Latest Hybrid in Healthcare

Nursing and engineering partner up

By Martha N. Hill, PhD, RN, Dean and Professor of Nursing, Medicine, and Public Health

As a nation, we have engaged in much hand-wringing and disagreement over the future of an out-of-control healthcare system. But for those of us working on the front lines to make certain every American has access to appropriate care, there is one point on which we can all agree: No discipline, no area of expertise, no profession will solve this crisis alone.

That’s why we are seeing some of the best ideas and most promising solutions coming from partnerships that years ago might have seemed out of character. Consider the fields of nursing and engineering. Today, the lines are blurring, and it is in this middle ground that we may solve some of our toughest challenges.

The burgeoning field of bio-medical engineering now includes nursing. Engineers and nurses work together not only to facilitate understanding of how to improve systems and equipment for safety, but also to design them. More and more, we hear of nurses and engineers addressing and even resolving problems of everyday living such as mobility and incapacity, and cognition and dementia.

Just recently Science Daily reported an effort by nursing and engineering professors in Rhode Island to improve healthy living among seniors and to reduce complications from sedentary living. (“Nursing, Engineering Professors Developing Device to Get Seniors Moving,” March 7, 2011.) According to the report, their work has resulted in an “Activity Analyzer” that sends messages recorded by family or healthcare providers to seniors to prompt activity and then monitor and track the resultant activity. The team is now considering other possible uses for the device, such as step-by-step instructions for meal preparation and reminders to take medications. These uses—and the subsequent monitoring of the activity—could increase independent living among aging or incapacitated people and provide support to their professional and nonprofessional caregivers.

This team effort is an example of what the best minds in engineering and nursing can bring to healthcare and to populations in need. It also illustrates the exciting and expanding opportunities within both fields for those who either work in nursing-engineering teams or acquire the skills of both nursing and engineering. As our healthcare becomes increasingly technological in nature, we will need one another; and as we initiate that interdisciplinary reliance, we will develop hybrids between our professions.

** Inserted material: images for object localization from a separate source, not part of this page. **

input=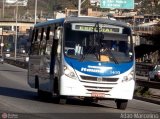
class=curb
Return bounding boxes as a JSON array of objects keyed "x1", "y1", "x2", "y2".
[{"x1": 134, "y1": 96, "x2": 160, "y2": 105}]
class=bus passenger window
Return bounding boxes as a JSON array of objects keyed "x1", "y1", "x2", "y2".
[
  {"x1": 45, "y1": 45, "x2": 52, "y2": 55},
  {"x1": 32, "y1": 41, "x2": 39, "y2": 55},
  {"x1": 31, "y1": 29, "x2": 40, "y2": 55}
]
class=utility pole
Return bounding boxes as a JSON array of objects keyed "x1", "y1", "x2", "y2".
[
  {"x1": 78, "y1": 0, "x2": 81, "y2": 16},
  {"x1": 35, "y1": 0, "x2": 37, "y2": 24},
  {"x1": 78, "y1": 0, "x2": 86, "y2": 16},
  {"x1": 15, "y1": 1, "x2": 18, "y2": 60},
  {"x1": 3, "y1": 0, "x2": 4, "y2": 18},
  {"x1": 0, "y1": 27, "x2": 4, "y2": 56}
]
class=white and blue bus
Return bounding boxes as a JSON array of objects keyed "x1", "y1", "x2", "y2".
[{"x1": 28, "y1": 16, "x2": 135, "y2": 110}]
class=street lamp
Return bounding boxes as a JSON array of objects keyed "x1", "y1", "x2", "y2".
[
  {"x1": 15, "y1": 0, "x2": 18, "y2": 60},
  {"x1": 3, "y1": 0, "x2": 4, "y2": 18},
  {"x1": 0, "y1": 27, "x2": 4, "y2": 56}
]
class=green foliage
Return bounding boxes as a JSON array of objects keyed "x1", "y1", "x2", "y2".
[
  {"x1": 135, "y1": 0, "x2": 160, "y2": 14},
  {"x1": 81, "y1": 0, "x2": 91, "y2": 9},
  {"x1": 134, "y1": 87, "x2": 151, "y2": 97},
  {"x1": 2, "y1": 0, "x2": 160, "y2": 18}
]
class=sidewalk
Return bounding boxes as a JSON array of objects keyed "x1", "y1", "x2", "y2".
[
  {"x1": 134, "y1": 95, "x2": 160, "y2": 105},
  {"x1": 135, "y1": 76, "x2": 160, "y2": 105}
]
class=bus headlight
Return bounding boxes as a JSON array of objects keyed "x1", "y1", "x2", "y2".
[
  {"x1": 64, "y1": 66, "x2": 77, "y2": 79},
  {"x1": 122, "y1": 71, "x2": 134, "y2": 82}
]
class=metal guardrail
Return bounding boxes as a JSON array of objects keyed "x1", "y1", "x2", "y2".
[
  {"x1": 136, "y1": 79, "x2": 160, "y2": 89},
  {"x1": 136, "y1": 62, "x2": 154, "y2": 77},
  {"x1": 132, "y1": 26, "x2": 154, "y2": 33},
  {"x1": 4, "y1": 58, "x2": 28, "y2": 69}
]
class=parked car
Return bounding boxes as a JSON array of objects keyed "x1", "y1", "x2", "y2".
[
  {"x1": 148, "y1": 65, "x2": 160, "y2": 81},
  {"x1": 0, "y1": 56, "x2": 4, "y2": 64}
]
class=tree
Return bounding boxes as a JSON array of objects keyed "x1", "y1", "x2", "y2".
[{"x1": 135, "y1": 0, "x2": 160, "y2": 14}]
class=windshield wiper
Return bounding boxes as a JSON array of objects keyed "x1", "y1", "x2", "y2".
[
  {"x1": 94, "y1": 22, "x2": 119, "y2": 64},
  {"x1": 80, "y1": 23, "x2": 100, "y2": 62},
  {"x1": 102, "y1": 48, "x2": 119, "y2": 64}
]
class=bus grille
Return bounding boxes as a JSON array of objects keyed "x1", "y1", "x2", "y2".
[
  {"x1": 80, "y1": 75, "x2": 118, "y2": 82},
  {"x1": 84, "y1": 85, "x2": 112, "y2": 92}
]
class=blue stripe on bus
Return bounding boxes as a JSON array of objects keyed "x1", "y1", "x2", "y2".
[{"x1": 65, "y1": 57, "x2": 133, "y2": 76}]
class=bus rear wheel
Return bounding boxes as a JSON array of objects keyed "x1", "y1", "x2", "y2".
[
  {"x1": 115, "y1": 99, "x2": 128, "y2": 110},
  {"x1": 56, "y1": 96, "x2": 67, "y2": 104},
  {"x1": 36, "y1": 77, "x2": 52, "y2": 101},
  {"x1": 38, "y1": 89, "x2": 52, "y2": 101}
]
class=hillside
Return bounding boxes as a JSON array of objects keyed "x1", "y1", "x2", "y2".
[
  {"x1": 1, "y1": 0, "x2": 160, "y2": 19},
  {"x1": 0, "y1": 0, "x2": 81, "y2": 19}
]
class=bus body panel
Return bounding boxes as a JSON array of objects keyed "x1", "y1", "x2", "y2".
[
  {"x1": 28, "y1": 55, "x2": 41, "y2": 88},
  {"x1": 28, "y1": 54, "x2": 54, "y2": 92},
  {"x1": 59, "y1": 57, "x2": 135, "y2": 99},
  {"x1": 59, "y1": 69, "x2": 135, "y2": 100}
]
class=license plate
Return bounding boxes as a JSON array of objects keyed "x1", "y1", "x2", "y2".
[{"x1": 91, "y1": 92, "x2": 105, "y2": 97}]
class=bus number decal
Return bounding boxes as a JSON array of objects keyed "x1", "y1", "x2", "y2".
[{"x1": 110, "y1": 71, "x2": 120, "y2": 75}]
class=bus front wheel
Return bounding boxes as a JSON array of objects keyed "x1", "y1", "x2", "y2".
[
  {"x1": 56, "y1": 96, "x2": 67, "y2": 104},
  {"x1": 38, "y1": 89, "x2": 52, "y2": 100},
  {"x1": 115, "y1": 99, "x2": 128, "y2": 110}
]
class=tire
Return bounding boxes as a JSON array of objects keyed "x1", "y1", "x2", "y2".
[
  {"x1": 115, "y1": 99, "x2": 128, "y2": 110},
  {"x1": 37, "y1": 89, "x2": 44, "y2": 98},
  {"x1": 36, "y1": 76, "x2": 52, "y2": 101},
  {"x1": 38, "y1": 89, "x2": 53, "y2": 102},
  {"x1": 57, "y1": 96, "x2": 67, "y2": 104}
]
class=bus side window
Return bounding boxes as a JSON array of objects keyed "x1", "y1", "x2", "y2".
[
  {"x1": 45, "y1": 27, "x2": 54, "y2": 55},
  {"x1": 39, "y1": 28, "x2": 47, "y2": 55},
  {"x1": 31, "y1": 29, "x2": 39, "y2": 55},
  {"x1": 39, "y1": 26, "x2": 52, "y2": 56},
  {"x1": 54, "y1": 26, "x2": 63, "y2": 55}
]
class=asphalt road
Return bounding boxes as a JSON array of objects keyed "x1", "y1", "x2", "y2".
[{"x1": 0, "y1": 63, "x2": 160, "y2": 119}]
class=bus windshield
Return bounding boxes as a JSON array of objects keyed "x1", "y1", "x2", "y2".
[{"x1": 64, "y1": 22, "x2": 133, "y2": 63}]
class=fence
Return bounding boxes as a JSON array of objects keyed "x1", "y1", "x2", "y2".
[{"x1": 136, "y1": 62, "x2": 154, "y2": 77}]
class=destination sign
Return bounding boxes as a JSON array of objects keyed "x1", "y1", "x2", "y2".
[{"x1": 73, "y1": 25, "x2": 122, "y2": 33}]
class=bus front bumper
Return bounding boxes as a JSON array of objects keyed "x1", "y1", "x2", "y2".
[{"x1": 60, "y1": 75, "x2": 135, "y2": 100}]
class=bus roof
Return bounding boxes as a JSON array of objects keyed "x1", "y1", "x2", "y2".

Whether we call these hybrids of the future bio-nursing engineers or bio-engineering nurses, their career opportunities will be limitless. They will research and develop systems of care, medical equipment, and technological procedures. They will bring the best practices of both professions to bear on evidence-based healthcare. And they will combine the nursing hallmark of patient-centered care with the principles of electrical, chemical, and mechanical engineering to improve health and the quality of life for populations across the lifespan and throughout the world.

I often ask prospective students, “Have you thought about nursing lately?” and explain how nursing opens doors to a fascinating and rewarding career. Now I’m asking engineers and prospective engineering students, “Have you thought about nursing and engineering?” Let’s continue to work together to expand the possibilities for nurses and engineers. Let’s continue to promote what we can achieve together. Because it is on this common ground that we will discover our most promising ideas.